Bazan is more successful on “My Quietest Friend,” wherein he hammers down on the guitar, drums and—most of all—himself for turning his back on his titular friend in favor of his rowdier buddies many years earlier. It’s a poignant memory, but a relatable one for anyone who’s ever leaned away from loners, wallflowers and introverts and towards youthful peer pressure. It’s obviously too little too late, but I suspect that is the entire point of the song. On the other hand, Bazan genuinely, and desperately, hopes that he is not too late to help the city that inspired his album. On “My Phoenix,” he considers the place he’s returned to, no longer young and innocent. His Phoenix—or at least a big part of it—is waving red and white flags. It’s rooting for closed borders. It’s a hotbed of conspiracies and misinformation. There’s nothing innocent about his hometown in 2019. And yet, he’s praying that it will rise again. It’s not a Christian prayer, but it’s full of faith, nonetheless. On an album that could have also been a scrapbook, it’s not the most obviously personal song. After all, it’s about a city, not a child. But it is also about innocence lost and found. And here Bazan delivers his more soaring, emo-ish vocals. If you were not around for the full Pedro journey, this track, in particular, and the album, in general, could feel cloying and self-obsessed. It is certainly both of those things. But, more so, it is courageous and true. The thing that always struck me about Pedro the Lion was not that David Bazan knew things that other signers did not, but rather that he felt things more deeply.
“Phoenix” is a beautiful album—a lyrical album. But it does not give me the chills the way the “Whole” or “The Only Reason I Feel Secure” EPs did way back when. Many years after identifying as an unlikely believer, and then as a lapsed fan, however, I am so grateful for the band’s return. In my mind, David Bazan will always be connected with his friend, Damien Jurado, who has enjoyed a more staid, linear career. To me, Jurado seems like a genuine troubadour -- he follows the muse and the road. Bazan seems, almost tragically, like a searcher—he questions every idea and every fork in the road, wondering what he might find and where he might get lost. In middle age, Jurado shed his baby fat and the deep lines in his smile offset any torture in his voice. It appears that he’s come out the other side mostly intact. Bazan, on the other hand, can look and sound broken. But the bravery of his journey -- house by house, believer by believer, atheist by atheist—is nothing short of astounding.
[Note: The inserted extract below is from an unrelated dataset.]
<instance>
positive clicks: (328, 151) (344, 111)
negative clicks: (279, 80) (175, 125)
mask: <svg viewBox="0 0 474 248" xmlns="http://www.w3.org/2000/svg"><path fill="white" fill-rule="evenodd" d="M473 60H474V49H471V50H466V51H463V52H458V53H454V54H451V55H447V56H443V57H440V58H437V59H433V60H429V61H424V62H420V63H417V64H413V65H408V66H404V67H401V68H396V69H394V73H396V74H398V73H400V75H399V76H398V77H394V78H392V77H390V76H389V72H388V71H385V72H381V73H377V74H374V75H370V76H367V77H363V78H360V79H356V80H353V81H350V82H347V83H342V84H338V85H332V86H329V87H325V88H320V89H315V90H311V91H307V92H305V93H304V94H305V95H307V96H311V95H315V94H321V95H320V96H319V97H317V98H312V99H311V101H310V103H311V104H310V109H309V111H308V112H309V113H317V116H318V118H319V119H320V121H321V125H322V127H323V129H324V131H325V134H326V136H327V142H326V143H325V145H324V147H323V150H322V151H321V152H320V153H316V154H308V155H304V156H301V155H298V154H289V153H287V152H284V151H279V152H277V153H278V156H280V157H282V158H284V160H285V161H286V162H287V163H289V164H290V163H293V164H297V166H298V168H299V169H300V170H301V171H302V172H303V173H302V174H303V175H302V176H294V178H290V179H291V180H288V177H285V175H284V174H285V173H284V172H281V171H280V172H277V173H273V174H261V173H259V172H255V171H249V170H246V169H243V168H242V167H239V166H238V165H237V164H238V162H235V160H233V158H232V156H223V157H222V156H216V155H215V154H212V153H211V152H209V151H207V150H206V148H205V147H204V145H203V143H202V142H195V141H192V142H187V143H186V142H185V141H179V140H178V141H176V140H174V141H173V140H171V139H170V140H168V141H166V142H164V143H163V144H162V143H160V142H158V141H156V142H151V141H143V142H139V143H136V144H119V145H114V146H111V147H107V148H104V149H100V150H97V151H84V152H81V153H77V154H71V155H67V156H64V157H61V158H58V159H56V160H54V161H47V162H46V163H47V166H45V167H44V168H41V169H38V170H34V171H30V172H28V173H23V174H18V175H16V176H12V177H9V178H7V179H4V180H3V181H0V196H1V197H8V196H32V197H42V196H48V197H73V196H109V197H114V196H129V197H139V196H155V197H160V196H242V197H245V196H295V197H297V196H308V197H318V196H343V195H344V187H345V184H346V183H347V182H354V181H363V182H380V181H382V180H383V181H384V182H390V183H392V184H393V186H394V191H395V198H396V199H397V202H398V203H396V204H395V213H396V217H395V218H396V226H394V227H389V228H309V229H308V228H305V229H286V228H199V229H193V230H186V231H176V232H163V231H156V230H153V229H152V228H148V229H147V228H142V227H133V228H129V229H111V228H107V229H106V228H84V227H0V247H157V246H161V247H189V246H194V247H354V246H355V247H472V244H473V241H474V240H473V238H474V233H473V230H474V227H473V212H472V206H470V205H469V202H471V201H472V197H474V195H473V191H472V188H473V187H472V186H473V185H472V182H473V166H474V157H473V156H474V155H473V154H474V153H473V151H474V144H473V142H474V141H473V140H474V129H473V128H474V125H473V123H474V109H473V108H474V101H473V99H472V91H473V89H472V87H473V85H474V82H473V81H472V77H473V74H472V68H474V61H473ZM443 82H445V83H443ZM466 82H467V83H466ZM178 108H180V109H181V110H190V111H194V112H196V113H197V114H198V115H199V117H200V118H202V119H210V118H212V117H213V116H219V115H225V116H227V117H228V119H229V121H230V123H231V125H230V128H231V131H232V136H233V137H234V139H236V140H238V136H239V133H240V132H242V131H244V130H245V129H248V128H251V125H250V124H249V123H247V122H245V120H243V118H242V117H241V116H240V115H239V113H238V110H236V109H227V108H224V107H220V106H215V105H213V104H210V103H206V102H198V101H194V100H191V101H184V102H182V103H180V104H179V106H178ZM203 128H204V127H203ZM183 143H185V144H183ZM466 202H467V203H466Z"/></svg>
In 1998, I choked back tears in Soho when Pedro the Lion performed “Almost There,” for fear that I’d be outed by the surrounding artist types and college radio DJs. Two decades later, as I watched footage of Bazan performing in living rooms across America, I remembered that feeling. I saw the effect he had on listeners. The effect of a man who was holding the truth and doubt together, at the same time. And how heavy that weight must feel, miles from home. Away from your partner. Away from your kids. Away from where you came from and how you were taught to be. Knowing that every minute you are living you are also dying. It sounds like a fable. Or a fever dream. It’s all kind of eviscerating, and I’m not entirely sure why. I suspect it’s somehow related to that dream I keep having about trespassing in my own childhood home. The one I’ll never reckon with. The one that’s just too much. I’ll never look at it squarely. I’m certain of it. But David Bazan did.